Jorisch: Ce mythe transparaissait dans certains projets, ce qui suscité des discussions au sein du jury. Finalement, des propositions pourtant convaincantes ont été écartées car basées sur cette approche du métier. À l’inverse, d’autres projets présentaient un caractère trop théorique. Les jurés ont pu être impressionnés par la qualité des analyses développées autour d’une problématique, mais ont sanctionné une concrétisation trop sommaire. Certains ne faisaient pas suffisamment montre du savoir-faire technique des candidats, d’autres péchaient par manque de visualisation, que ce soit par des images ou des plans. Ce qui nous a aussi surpris, c’est qu’une grande partie des nominés brillaient par des interventions ciblées dans l’existant, loin du geste architectural ostentatoire. Ce même à des échelles importantes, dans des régions périphériques. Cette façon de voir les choses était plutôt inhabituelle pour nous.

Quelles compétences un étudiant doit-il avoir acquises à l’issue de sa formation?
Käferstein: Peu importe qu’il vienne d’une haute école universitaire ou spécialisée, il doit être capable de penser par lui-même et d’agir de manière responsable ! C’est cette autonomie qui est attendue d’un titulaire de master. Si le bachelor assure une formation de base, étudier au master s’accompagne d’une responsabilité. Les étudiants sont appelés à l’endosser, à s’investir activement, à chercher des sujets qui les intéressent et à les approfondir. Ils pourront alors contribuer à une culture du bâti de qualité.

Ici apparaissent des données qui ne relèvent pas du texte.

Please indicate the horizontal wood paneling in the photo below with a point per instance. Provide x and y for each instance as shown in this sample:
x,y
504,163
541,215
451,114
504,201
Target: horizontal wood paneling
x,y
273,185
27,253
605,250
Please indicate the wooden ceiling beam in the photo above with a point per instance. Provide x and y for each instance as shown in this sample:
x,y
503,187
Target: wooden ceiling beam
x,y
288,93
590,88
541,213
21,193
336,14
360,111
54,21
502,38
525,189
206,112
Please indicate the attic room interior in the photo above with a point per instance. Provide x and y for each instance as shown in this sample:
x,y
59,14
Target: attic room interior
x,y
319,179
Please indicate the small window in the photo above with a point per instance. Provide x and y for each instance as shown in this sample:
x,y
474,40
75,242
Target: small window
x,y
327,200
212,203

Jorisch: Au final, le but est de former des professionnels réfléchis. Dans les faits, après dix ans d’exercice, seule une fraction de diplômés occupe encore un emploi classique dans la conception ou la réalisation au sein d’un bureau. Nombre d’entre eux se reconvertissent, et apportent leur pierre à l’édifice dans d’autres fonctions, notamment auprès de mandants. C’est pourquoi il est si important de cultiver une certaine souplesse intellectuelle et d’aborder les problématiques contemporaines avec ouverture.

Philippe Jorisch est président du groupe professionnel Architecture de la SIA et cofondateur du bureau JOM Architekten sis à Zurich.

 

Johannes Käferstein dirige l’institut d’architecture au sein de la Haute école de Lucerne — Technique et Architecture. Il est également président du Conseil suisse de l’architecture et copropriétaire du bureau Käferstein & Meister Architekten sis à Zurich.

 

Prix Master Architecture de la SIA

 

Dans le cadre du Prix Master, la SIA et le Conseil suisse de l’architecture récompensent les meilleurs travaux de master réalisés par des élèves issus des hautes écoles universitaires et spécialisées suisses qui proposent un cursus de master en architecture. Les établissements participants ont réalisé une sélection parmi les projets achevés au semestre d’automne 2021 ou au semestre de printemps 2022. Un jury intergénérationnel, indépendant vis-à-vis des écoles et représentatif des régions linguistiques suisses, a alors été chargé de distinguer cinq à huit candidats. Le Prix est doté d’une enveloppe de 14 000 francs. 

Cette année, le jury se compose de: Andreas Bründler, Buchner Bründler Architekten, Bâle ; Jérôme de Meuron, wespi de meuron romeo architekten, Caviano; Nicolas de Courten, Nicolas de Courten architectes, Lausanne; Stefan Marbach, Herzog & de Meuron, Bâle; Christian Penzel, Penzel Valier, Zurich; Mireille Bonnet, Atelier Bonnet, Genève ; Lea Prati, Atelier Prati Zwartbol, Zurich.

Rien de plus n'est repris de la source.